What you achieve in life is a direct payback of what you give. Projecting positivity to others is like a boomerang that will always return to its master sooner or later. Make it known that you are an encourager who provides a shot of confidence to anyone who needs it. Consider it a blessing to be gifted with the ability to share a positive outlook that helps others grow stronger.
“We can’t help everyone, but everyone can help someone.” – Ronald Reagan
Do not bury your head in the sand. Extend help to all loved ones you see in conflict. Offer assistance to change their disagreements for the better. Act as a mediator to alter the mind-set of parties bogged down by disagreement. Remind others how they used to love each other. Show them how to reduce anger and open their hearts to constructive resolutions. Look for little ways to lend a helping hand. Instead of telling others how it should be, ask what role you could play in supporting others who are in crisis. Perhaps you could run a few errands, cook a meal, do a little research, or simply lend an ear.
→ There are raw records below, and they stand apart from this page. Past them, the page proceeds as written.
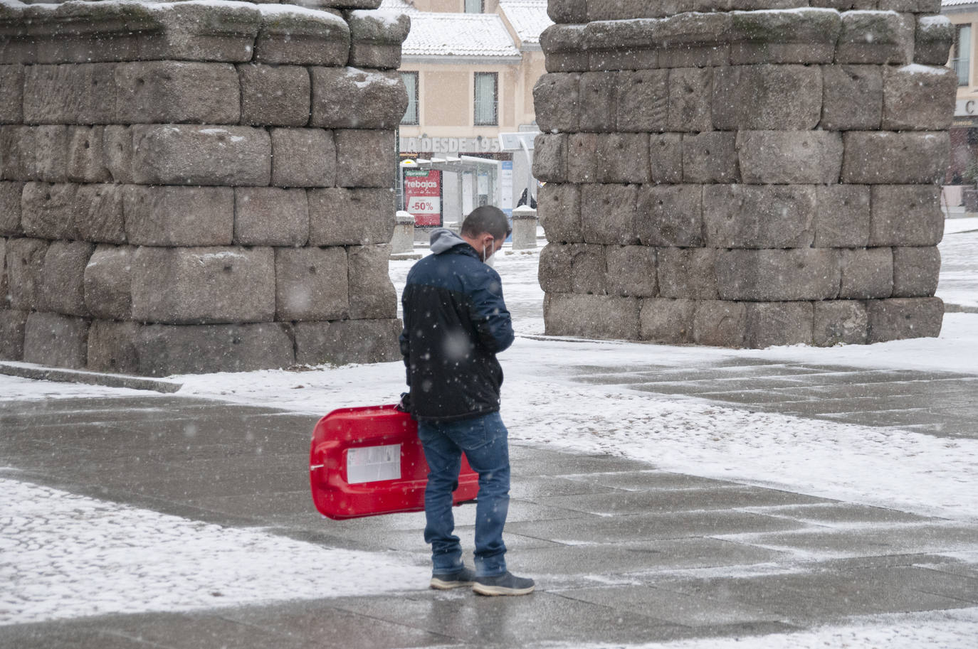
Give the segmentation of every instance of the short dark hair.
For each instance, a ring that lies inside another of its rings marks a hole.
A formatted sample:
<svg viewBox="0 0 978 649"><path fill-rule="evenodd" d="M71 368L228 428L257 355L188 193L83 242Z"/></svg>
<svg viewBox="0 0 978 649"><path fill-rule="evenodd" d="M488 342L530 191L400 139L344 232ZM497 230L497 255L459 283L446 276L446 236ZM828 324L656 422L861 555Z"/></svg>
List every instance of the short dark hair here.
<svg viewBox="0 0 978 649"><path fill-rule="evenodd" d="M499 239L510 236L510 222L506 212L493 205L476 207L462 222L462 234L466 237L479 237L489 233Z"/></svg>

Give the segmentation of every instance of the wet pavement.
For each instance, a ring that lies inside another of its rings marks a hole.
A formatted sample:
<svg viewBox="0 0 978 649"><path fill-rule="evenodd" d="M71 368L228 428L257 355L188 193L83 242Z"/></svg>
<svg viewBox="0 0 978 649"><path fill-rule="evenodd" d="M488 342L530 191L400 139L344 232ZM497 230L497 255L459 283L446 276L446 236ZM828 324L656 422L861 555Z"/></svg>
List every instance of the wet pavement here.
<svg viewBox="0 0 978 649"><path fill-rule="evenodd" d="M975 437L978 377L754 361L579 368L578 380ZM175 396L0 403L0 478L426 565L423 515L329 521L316 417ZM938 421L939 424L934 422ZM527 647L784 632L978 607L978 523L513 446L507 543L528 597L416 590L0 626L0 647ZM474 506L456 510L471 546ZM6 523L0 520L0 537ZM2 559L0 559L2 562Z"/></svg>

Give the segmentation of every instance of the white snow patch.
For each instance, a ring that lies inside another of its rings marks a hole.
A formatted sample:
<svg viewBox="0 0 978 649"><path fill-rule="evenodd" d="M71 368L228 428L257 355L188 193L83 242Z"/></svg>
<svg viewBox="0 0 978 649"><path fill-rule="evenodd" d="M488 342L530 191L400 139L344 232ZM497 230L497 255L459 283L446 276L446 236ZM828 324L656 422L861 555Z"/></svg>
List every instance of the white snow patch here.
<svg viewBox="0 0 978 649"><path fill-rule="evenodd" d="M428 577L394 552L329 548L6 478L0 493L0 626L377 595L424 587Z"/></svg>

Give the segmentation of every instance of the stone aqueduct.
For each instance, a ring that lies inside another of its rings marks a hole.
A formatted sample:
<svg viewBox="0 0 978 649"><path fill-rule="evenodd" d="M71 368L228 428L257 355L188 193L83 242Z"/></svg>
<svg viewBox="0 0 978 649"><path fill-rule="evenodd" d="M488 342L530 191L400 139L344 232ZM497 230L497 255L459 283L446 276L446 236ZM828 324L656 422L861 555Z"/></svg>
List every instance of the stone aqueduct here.
<svg viewBox="0 0 978 649"><path fill-rule="evenodd" d="M0 359L169 374L398 358L379 0L0 4ZM809 6L822 5L822 6ZM549 333L936 335L939 0L551 0Z"/></svg>

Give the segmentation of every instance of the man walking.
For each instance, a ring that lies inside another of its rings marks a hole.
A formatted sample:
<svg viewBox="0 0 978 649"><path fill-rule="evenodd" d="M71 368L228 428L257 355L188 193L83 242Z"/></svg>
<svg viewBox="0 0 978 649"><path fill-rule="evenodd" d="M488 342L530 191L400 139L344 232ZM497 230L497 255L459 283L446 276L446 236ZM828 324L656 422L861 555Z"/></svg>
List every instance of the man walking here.
<svg viewBox="0 0 978 649"><path fill-rule="evenodd" d="M483 595L523 595L533 580L506 569L503 527L510 505L508 432L500 417L503 369L496 354L512 344L512 323L499 274L484 262L510 234L506 214L472 211L462 236L431 233L431 252L408 274L401 302L401 353L411 414L430 472L424 490L424 541L431 544L431 587L471 585ZM475 571L462 561L453 534L452 492L462 454L479 474Z"/></svg>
“We can complain because rose bushes have thorns, or rejoice because thorn bushes have roses.” – Abraham Lincoln
We have a moral obligation to do our best in equipping our children with the positive outlook necessary to succeed in life. Children, in particular, can fall prey to negative attitudes. They are just learning to cultivate their talents and do not yet fully appreciate the concept of delayed gratification. We can encourage our children to develop a positive attitude, often, just by spending quality time with them. Let the feeling of a truly wonderful day surrounded by loving family members envelope your children. At the end of the day, talk about some of the moments you most enjoyed together. Help your child become more self-aware by inviting them to discuss their feelings, sensations, and body processes. Nurture a culture of gratitude. Gently prod your child to try again, break down complex tasks, or look at a problem from a different perspective. Model calm responses yourself. Good eye contact and a warm tone can go a long way. Choose your words carefully. Instead of saying “no” all the time, try to reframe your response in a positive manner or ask a thought-provoking query.
“I am too positive to be doubtful, too optimistic to be fearful, and too determined to be defeated.” -Unknown
Set an example of positivity and productivity in your workplace that motivates others to give their all and hit their targets. Smile, laugh, and joke more often. Take a deep breath and take a walk when the task gets stressful. Show gratitude by thanking others for their contributions. Find freedom from “The Overwhelm” by saying “no” to what you don’t want and “yes” to what you need. Make room in each day for yourself and for fun to have greater freedom over your time.
- What can I do to encourage people who doubt themselves?
- How can I reassure myself when I feel disappointed?
- How can I share my positive energy with others?